Urbi et Orbi

It is mostly finished.

Urbi et Orbi

Urbi et Orbi, my nonsensical idea for a city bicycle with very, very long legs.

From the front

It combines a flat bar (nice for town) with an aero bar (nice for long, fast rides) for a bicycle comfortable in a wide range of conditions. Early theories included a set of bar ends, but I judged them messy and unnecessary.

Alfine hub

The drivetrain is an Alfine gearhub. There's no practical reason the bike requires one, though they are attractive, and it gives the bike a clean appearance, all-weather shifting perfection, and a perfect 4th (direct-drive) gear.

It is not quite completed: gearing needs to be finalized, and there's a lot of rather shoddy beer-can-shimming keeping parts of the cockpit together. The current weight is about 25 pounds, if my bathroom scale is to be believed. One may think of that as a very heavy road bike, or a very light city bike. Either attitude is acceptable.

The bike does not feel like an easygoing city bike in my quick test ride. It has a sharply-configured cockpit (at least for me), and in the tri-bars, the bike feels fast. The flat bars make for easy handling, but they are narrow, so things are fairly frantic, steering-wise.

It's a fairly ridiculous bicycle, and I think I like how it turned out. Future plans include a chainguard and fenders, maybe. It's not really certain yet.

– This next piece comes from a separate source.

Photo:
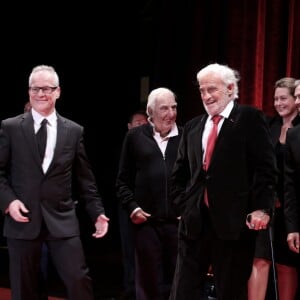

Bicycle in its natural habitat

I fantasize that this is a bike from a parallel universe, where it was Italy (not England) that developed a TT culture, and that 8-speed gearhubs and aero bars arrived about forty years earlier than in our timeline. The result would be something like UeO, a practical bicycle one could use for commuting every day, but also for time trialling on the weekends. It is retro, but for a past that never existed.

Comments

Urbi et Orbi

So did you TT on it today?

Yes!

Badly!

The bike was quite effective, though the motor was clearly in crap shape. There's some issues with the handlebars and aero bars, which are more or less bodged together with nearly an entire beer can's worth of shims. I intend to fix that.